Step 4 : Install Py4j

Run the following command. It connects java and scala with python.

sudo pip3 install py4j

Step 5 : Install Apache Spark

Download Apache Spark. Currently I've downloaded spark-2.4.0-bin-hadoop2.7.tgz. After the download has finished, go to that downloaded directory and unzip it by the following command. However, I've saved the file on the home directory.

sudo tar -zxvf spark-2.4.0-bin-hadoop2.7.tgz

Step 6 : Set Path

Now, we need to tell python from where it actually find spark. Type the following command sequentially. Carefully about the location of the file directory and related stuff.

export SPARK_HOME='home/ubuntu/spark-2.4.0-bin-hadoop2.7'
export PATH=$SPARK_HOME:$PATH
export PYTHONPATH=$SPARK_HOME/python:$PYTHONPATH
export PYSPARK_DRIVER_PYTHON="jupyter"
export PYSPARK_DRIVER_PYTHON_OPTS="notebook"
export PYSPARK_PYTHON=python3
sudo chmod 777 spark-2.4.0-bin-hadoop2.7

From now we normally face a problem, we can only import pyspark from 'spark-2.4.0-bin-hadoop2.7/python' this directory. In order to import this globall, we need another module called findspark. Run the following command.

pip3 install findspark

After installation is complete, import pyspark from globally like following.

import findspark
findspark.init('/home/i/spark-2.4.0-bin-hadoop2.7')
import pyspark

That's all. In order to use Deep Learning Pipelines provided by Databricks with Apache Spark, follow the below steps. It's may be optional for you.

Step 7 : Integrating Deep Learning Pipelines with Apache Spark

Deep Learning Pipelines aims at enabling everyone to easily integrate scalable deep learning into their workflows, from machine learning practitioners to business analysts. It builds on Apache Spark's ML Pipelines for training, and on Spark DataFrames and SQL for deploying models. It includes high-level APIs for common aspects of deep learning so they can be efficiently done in a few lines of code.

Go to this page and download deep learning library for spark. It's a zip file. So, unzip it. File name is some random generated, so I prefer to rename it as deep-learning:1.5.0-spark2.4-s_2.1 as because I've downloaed spark2.4.0 ..... Now, run the following command. Before pressing enter consider some following issue.

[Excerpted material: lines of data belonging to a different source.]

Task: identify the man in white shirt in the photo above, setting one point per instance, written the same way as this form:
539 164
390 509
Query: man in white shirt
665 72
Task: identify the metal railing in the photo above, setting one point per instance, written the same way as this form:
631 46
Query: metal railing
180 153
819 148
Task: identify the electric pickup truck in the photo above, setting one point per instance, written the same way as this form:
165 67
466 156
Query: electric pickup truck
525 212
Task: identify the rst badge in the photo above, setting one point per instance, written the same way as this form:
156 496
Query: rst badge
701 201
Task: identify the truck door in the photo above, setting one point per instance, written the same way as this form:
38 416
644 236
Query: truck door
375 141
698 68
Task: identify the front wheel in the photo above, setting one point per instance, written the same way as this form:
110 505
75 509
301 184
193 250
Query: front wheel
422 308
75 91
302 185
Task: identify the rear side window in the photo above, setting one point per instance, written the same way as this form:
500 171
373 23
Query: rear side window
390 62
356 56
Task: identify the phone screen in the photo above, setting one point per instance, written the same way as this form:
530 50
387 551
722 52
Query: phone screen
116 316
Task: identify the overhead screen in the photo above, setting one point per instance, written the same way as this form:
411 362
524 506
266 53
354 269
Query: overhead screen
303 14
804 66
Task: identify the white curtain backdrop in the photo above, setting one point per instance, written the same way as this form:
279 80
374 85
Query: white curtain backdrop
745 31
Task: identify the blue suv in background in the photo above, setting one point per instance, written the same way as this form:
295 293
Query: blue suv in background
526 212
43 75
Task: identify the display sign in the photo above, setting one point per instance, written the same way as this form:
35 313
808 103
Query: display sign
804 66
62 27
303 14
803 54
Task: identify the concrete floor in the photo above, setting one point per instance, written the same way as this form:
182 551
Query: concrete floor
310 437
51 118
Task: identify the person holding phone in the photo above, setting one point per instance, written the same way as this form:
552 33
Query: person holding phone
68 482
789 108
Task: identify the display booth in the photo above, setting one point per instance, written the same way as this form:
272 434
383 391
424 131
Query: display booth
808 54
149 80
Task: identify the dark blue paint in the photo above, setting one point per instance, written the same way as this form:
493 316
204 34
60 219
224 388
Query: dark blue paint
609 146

$SPARK_HOME/home/i/spark-2.4.0-bin-hadoop2.7/bin/spark-shell --packages databricks:spark-deep-learning:1.5.0-spark2.4-s_2.11

I shifted spark-2.4.0-bin-hadoop2.7 in the home directory. So, I set $SPARK_HOME/home/i/spark-2.4.0-bin-hadoop2.7/bin/spark-shel and then I run the whole command above from where I saved deep-learning library for spark. Here, the rest of the part databricks:spark-deep-learning:1.5.0-spark2.4-s_2.11 is the unzipped folder name.

After Completing the installation process, we'll end up with this. Congrats!

Welcome to
      ____              __
     / __/__  ___ _____/ /__
    _\ \/ _ \/ _ `/ __/  '_/
   /___/ .__/\_,_/_/ /_/\_\   version 2.4.0
      /_/
         
Using Scala version 2.11.12 (OpenJDK 64-Bit Server VM, Java 10.0.2)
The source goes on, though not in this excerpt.